Cette confiance se bâtit, dans un premier temps, grâce à l’informateur privilégié que va représenter Alvin Dewey, l’agent du Bureau d’Investigation en charge de l’enquête et qui jouera le rôle de médiateur entre ce que l’on pourrait désigner comme « le monde » de Capote et « le monde » dont sont issus Perry Smith et Dick Hickock, les tueurs présumés. Et ce sont bien ces hypothèses sur ce choc des mondes qui travaillent les questionnements de Capote et qui vont jalonner les quatre ans d’entretiens conduits auprès des populations rurales du Kansas des victimes et auprès des tueurs : d’un côté, l’on découvre une Amérique culturellement ancrée dans ses valeurs traditionnelles et structurantes ; de l'autre, une Amérique où la morale semble se dissoudre au profit d'une vie pensée sans état d'âme, sans rive ni éthique, une Amérique propre à façonner des meurtriers. Tous ceux que Capote interrogent perçoivent assez vite que ce dernier est bien en quête de compréhension et c’est cette quête perçue avec intérêt par les uns et les autres – et les tueurs eux-mêmes – qui ancre définitivement la confiance et la crédibilité accordées à cet homme qui, lors de ses premières questions, provoquait autant embarras que scepticisme. Capote, celui qui interroge, devient Capote, celui qui sait écouter, faisant preuve d’une empathie évidente pour tous ceux auxquels il se confronte durant cette enquête. Du rassemblement de ces entretiens et de ce qu’il a observé jusqu’à l’exécution de Smith et Hickock, Truman Capote va tirer un « roman du réel » intitulé De sang-froid qui connaît un très vif succès, un succès qui tient principalement à la manière dont l’auteur-enquêteur y restitue une réalité, en lui donnant un sens qui était loin d’être apparent aux simples observateurs, tout comme il était loin d’être apparent pour ceux-là mêmes qui conduisirent l’investigation policière qui permit la capture des « tueurs du Kansas ».
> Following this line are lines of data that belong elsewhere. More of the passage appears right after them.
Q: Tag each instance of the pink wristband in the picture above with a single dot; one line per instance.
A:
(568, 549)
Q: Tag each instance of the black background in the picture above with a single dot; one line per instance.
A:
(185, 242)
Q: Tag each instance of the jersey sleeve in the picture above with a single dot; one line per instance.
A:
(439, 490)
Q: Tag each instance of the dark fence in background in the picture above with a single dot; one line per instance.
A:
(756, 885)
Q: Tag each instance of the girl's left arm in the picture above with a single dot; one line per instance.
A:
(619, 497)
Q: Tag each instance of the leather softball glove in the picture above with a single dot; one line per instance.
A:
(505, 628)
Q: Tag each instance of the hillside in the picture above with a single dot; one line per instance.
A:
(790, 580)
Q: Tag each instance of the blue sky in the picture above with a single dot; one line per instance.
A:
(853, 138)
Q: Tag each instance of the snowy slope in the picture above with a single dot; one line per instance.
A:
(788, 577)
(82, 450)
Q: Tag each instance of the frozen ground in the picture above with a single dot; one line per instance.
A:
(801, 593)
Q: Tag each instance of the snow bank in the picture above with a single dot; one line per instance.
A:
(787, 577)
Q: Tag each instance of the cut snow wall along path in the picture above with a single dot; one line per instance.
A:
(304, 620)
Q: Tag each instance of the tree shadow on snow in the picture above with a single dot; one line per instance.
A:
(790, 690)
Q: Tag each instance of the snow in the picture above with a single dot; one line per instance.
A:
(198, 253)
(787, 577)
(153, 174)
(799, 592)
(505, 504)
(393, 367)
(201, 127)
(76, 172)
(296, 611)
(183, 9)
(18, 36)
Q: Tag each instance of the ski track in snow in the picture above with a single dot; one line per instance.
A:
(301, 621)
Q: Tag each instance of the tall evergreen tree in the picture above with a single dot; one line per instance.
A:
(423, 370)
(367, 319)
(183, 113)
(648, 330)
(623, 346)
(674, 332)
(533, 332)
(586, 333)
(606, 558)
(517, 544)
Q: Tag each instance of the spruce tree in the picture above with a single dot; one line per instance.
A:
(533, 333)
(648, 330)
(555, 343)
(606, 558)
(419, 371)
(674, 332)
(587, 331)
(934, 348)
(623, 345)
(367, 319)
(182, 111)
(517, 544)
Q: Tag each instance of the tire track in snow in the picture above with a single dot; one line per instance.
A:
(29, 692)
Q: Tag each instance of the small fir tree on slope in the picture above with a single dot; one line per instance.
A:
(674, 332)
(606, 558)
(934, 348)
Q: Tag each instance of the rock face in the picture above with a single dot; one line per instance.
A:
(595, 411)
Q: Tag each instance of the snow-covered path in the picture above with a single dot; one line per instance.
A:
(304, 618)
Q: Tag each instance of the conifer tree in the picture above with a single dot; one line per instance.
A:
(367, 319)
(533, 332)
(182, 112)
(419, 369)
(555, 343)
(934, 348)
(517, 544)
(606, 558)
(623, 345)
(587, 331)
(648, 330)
Bien que conduite à des fins romancières, l’aventure de Truman Capote au Kansas permet de mettre en évidence les principaux problèmes qui se posent lorsque l’on décide de mettre en place une enquête à des fins de pure connaissance, et ce, particulièrement quand cette connaissance repose sur ce que des entretiens vont permettre de dévoiler. Ces problèmes, ou « zones de questionnement » dépendent très directement de la relation d’enquête elle-même, car, comme le précise le sociologue Pierre Bourdieu, « si la relation d'enquête se distingue de la plupart des échanges de l'existence ordinaire en ce qu'elle se donne [ces] fins de pure connaissance, elle reste, quoi qu'on fasse, une relation sociale qui exerce des effets (variables selon les différents paramètres qui peuvent l'affecter) sur les résultats obtenus ». Tentons donc de reprendre depuis le début l’aventure de Truman Capote et d’inventorier les « zones de questionnement » qui sont ou qui auraient pu être afférentes à la construction de sa relation d’enquête et propres à définir les situations d’entretien qui sont les siennes. En l’occurrence, elles sont au nombre de cinq :
• zone de questionnement n° 1 : l’attention de Capote est attirée par un fait-divers qui, s’il ressemble à bien d’autres, va être prélevé et singularisé. Dans le cadre d’un travail scientifique, se pose, d’emblée la question du prélèvement d’un cas dans le monde social : qu’est-ce qui justifie de s’intéresser à ce fait-là ? Pourquoi présuppose-t-on qu’il concerne notre travail ? Qu’est-ce qu’il révèle de notre propre point de vue sur le monde social que l’on étudie ?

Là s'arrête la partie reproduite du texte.